There is something more important for the process of development than organizing people, especially poor people, to match Western-designed projects, theories and mindsets. It is their own cultural and religious values and virtues that can, with respect and patience, be engaged to discover multiple ways of fostering local sustainable development. Development need not be dominated by the global competitive free market and its tendency to try to start from a tabula rasa in poor countries, or with the simplest assumption that there is already in place a suitable civil society to undergird its own modern efforts. This is what Western economists did, futilely, in Russia some years ago and, unfortunately, continue to do in many poor countries round the world, with disastrous results for the local people.

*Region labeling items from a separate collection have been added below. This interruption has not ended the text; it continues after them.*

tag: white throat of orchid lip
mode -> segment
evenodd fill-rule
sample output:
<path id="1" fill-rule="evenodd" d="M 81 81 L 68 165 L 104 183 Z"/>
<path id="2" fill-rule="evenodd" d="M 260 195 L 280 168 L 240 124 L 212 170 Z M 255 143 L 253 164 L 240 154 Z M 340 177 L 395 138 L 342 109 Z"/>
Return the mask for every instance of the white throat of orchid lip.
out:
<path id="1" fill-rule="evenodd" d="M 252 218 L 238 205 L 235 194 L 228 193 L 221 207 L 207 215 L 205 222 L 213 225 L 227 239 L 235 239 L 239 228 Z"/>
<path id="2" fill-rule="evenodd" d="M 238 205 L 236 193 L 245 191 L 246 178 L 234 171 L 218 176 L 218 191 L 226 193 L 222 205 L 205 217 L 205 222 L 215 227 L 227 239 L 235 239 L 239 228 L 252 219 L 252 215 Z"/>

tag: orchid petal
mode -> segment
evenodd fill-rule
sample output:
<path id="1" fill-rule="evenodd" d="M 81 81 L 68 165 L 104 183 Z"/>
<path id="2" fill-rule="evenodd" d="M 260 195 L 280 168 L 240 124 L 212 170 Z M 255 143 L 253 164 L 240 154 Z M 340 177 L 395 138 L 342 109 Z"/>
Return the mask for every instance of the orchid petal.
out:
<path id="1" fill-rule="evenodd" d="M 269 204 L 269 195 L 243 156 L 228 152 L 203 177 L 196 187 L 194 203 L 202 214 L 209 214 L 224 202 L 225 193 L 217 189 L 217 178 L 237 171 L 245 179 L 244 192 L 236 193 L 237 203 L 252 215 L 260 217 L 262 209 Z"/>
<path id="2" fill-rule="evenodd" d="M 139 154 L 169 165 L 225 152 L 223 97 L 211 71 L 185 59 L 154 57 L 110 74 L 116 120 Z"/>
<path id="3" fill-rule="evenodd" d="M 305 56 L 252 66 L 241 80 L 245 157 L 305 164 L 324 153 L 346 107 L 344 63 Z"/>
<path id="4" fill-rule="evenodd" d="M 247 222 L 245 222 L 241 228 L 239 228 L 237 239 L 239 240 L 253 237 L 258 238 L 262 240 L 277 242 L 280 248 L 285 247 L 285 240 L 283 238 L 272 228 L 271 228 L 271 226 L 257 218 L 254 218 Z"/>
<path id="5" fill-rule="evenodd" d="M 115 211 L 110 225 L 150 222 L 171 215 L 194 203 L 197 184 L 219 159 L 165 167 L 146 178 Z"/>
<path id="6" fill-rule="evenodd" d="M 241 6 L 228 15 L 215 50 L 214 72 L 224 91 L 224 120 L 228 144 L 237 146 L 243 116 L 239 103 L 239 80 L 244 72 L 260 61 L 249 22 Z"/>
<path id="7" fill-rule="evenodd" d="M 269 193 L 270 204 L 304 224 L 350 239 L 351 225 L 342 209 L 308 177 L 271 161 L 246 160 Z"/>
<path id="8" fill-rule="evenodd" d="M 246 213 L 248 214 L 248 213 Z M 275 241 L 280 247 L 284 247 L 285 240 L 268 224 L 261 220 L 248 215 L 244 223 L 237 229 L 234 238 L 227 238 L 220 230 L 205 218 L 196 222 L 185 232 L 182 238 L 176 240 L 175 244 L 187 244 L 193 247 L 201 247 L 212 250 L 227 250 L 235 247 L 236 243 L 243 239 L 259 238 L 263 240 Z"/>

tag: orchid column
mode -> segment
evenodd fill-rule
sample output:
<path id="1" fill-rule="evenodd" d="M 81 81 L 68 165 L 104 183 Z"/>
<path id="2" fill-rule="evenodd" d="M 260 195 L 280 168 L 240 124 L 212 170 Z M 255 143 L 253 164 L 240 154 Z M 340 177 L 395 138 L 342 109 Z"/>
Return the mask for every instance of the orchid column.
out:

In our present turmoil over the future of a globalized economy, many people believe that fear is the only motive strong enough to bring about the radical changes needed for building a sustainable human global community. Fear seems to be the message behind economist Barbara Ward's haunting dictum: "We must love each other or we will die." But looked at more closely, her comment contains an even more fundamental point. It is not just fear of death or annihilation that will move us. Fear does not provide answers. To confront bravely both the external and internal crises of our modern world, to wrestle out answers on other perspectives and worldviews, to take the hand of the infinite, we must have harmonious relations among ourselves. We must love! We must build community with others! So, in the process of global development, there is a central role for religions and spiritualities—however grudgingly accepted—in teaching people, by word and example, how to love, how to foster social imagination and how to revitalize the material focus of globalization; in other words, how to build up solidarity and democratic order among all peoples, including the poor. This is, after all, the goal of Catholic social teaching, as well as of similar social teaching found in other world religions.

And so, in conclusion, I believe that, in this quick overview of globalization and its fallout, I have discovered a very hopeful, unexpected and significant role for NGOs, including faith-based NGOs, in exploiting the positive potential and defying the negative potential of the forces of globalization in working towards a more just and human sustainable global community.